Das Konzept von Bojack Horseman könnte absonderlicher kaum klingen. Eine Zeichentrickserie für Erwchsene, die in einer von Menschen und anthropomorphisierten Tieren bevölkerten Welt spielt, in dessen Mittelpunkt Bojack Horseman, die titelgebende Hauptfigur steht. Bojack Horseman (Wie der Name schon andeutet seines Zeichens ein Pferd) war in den 90ern Star einer langlebigen Comedy Serie, in der er als alleinerziehender Vater drei Kinder großzog.
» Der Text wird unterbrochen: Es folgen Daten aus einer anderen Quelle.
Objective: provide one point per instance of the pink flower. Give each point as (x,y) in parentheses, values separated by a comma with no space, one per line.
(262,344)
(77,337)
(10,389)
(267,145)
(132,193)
Doch nach dem Ende der Serie konnte er nie wieder an alte Erfolge anschließen, driftet seitdem durchs Leben, erlebt schrille Abenteuer mit seinem Untermieter Todd und führt eine Affäre mit seiner lanjährigen Agentin Princess Carolyne (Eine Katze). Sein Leben wird durcheinander gewürfelt, als er eine Ghostwriterin engagiert, um seine Biographie zu verfassen, was ihn dazu zwingt, sich mit einer Vergangenheit auseinanderzusetzen, die er einerseits nie loslassen konnte, mit der er sich anderseits abe rauch nicht auseinandersetzen will.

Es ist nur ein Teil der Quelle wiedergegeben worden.